Overall, it seems like a pretty good value proposition from a programmer point of view. Zero false positives, benefits proportional to analysis time (KLEE allows you to specify how long should it run and it uses that to optimize its scheduling behavior), and improved code coverage all seem like useful features. I wonder when these features will be available in some open source package, or how much does one have to pay Coverity for this.

Friday, March 06, 2009

Emails Are Forever

I don't know about you but the way I access my emails is almost always through the Gmail search box, whether I'm looking for that email about someone's flashy new job (since I forgot where they are working) or my todo list from last week.  And that's primarily because of the amount and nature of data in my Gmail.  All the communication of any consequence is reflected in emails (including facebook, orkut scraps), and additionally I've moved a lot of note taking to Gmail as well - implemented by sending an email to myself.
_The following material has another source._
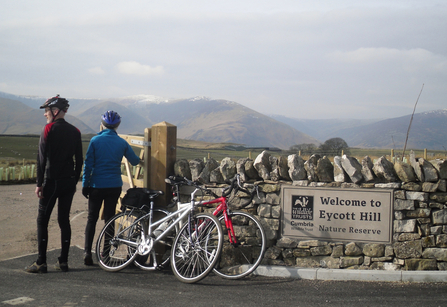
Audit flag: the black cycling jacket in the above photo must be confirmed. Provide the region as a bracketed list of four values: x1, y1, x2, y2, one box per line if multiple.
[37, 118, 83, 187]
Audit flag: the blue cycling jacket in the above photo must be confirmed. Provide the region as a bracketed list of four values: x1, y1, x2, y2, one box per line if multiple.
[82, 129, 140, 189]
With so much of my life depending on my online existence, I'm getting a bit paranoid about several what if scenarios, like what if the online servicing maintaining my data goes bankrupt, etc.  Of course my case is not unique.  Millions of people worldwide have a lot of precious data sitting on computers spread out across the world, owned by a foreign corporation, and supported free of charge (e.g., free Gmail is partially supported by Google's online ads revenue).  But assuming some of this data will remain as valuable to me a decade or two later, I'd like to ensure that I don't leave all of it to the vagaries of a ticker symbol.

Maybe you would argue that Google and Yahoo and Microsoft are not going away anytime soon and I believe you.  But less than 20% of firms that existed two decades back are still around, so that increases the odds against your hypothesis.  Another possible argument is that a product getting phased out doesn't necessarily imply that user data will be lost (e.g., Yahoo photos to Flickr), maybe user data will become all the more precious over time.  Still, I'd argue that the expected lifetime of your present online data will only go down over time.  So the big question is do you care enough about _all_ that data or not.  In my case, I care about most of it.

A poor man's solution is to immortalize your data is to periodically "download" and archive it at your home or better still at another online service.  Of course, switching services may affect the usability of the data, which affects its value to you.  E.g., if I zipped all my Gmail into one single archive, I can't search freely like before.  It may still be useful for litigation purposes but not for looking up my roommate's phone number.  This brings us to the first rule:

1.  When archiving your data, the functionality supported by the archived data should be comparable to the primary copy's functionality.  If not, it will probably be forgotten.

A more difficult problem for me is figuring out _where_ to archive or move my data, making the decision, verifying that it worked, etc.  This is potentially very time consuming.  So what I'd want to see is a computer "program" that will keep track of the service level trends for your current data provider, monitors/evaluates upcoming alternative services, and replicates your data across a "diverse portfolio" of service providers, so over time your data is likely to survive somewhere - and almost always it can be found on the new and upcoming service.

It may seem that I just borrowed a dialog from Star Trek and I can understand your sentiment.  Some key components that will be needed to create such a "program" include:
  • A service for evaluating and recommending data service providers.
  • A data API supported by different data service providers that enables easy migration between them.  For example, if you must migrate a photo sharing service to an email provider, you'd probably store a single photo album as a single email.  Someone will have to write such interfaces for all new services.
Before I conclude, I'd like to observe that this problem is similar to money management.  When you give your money to a money management firm, you expect them to keep reinvesting it in the most appropriate business presently.  Maybe that is too complex to delegate fully to a program, but I think keeping your data up and running forever should be simpler.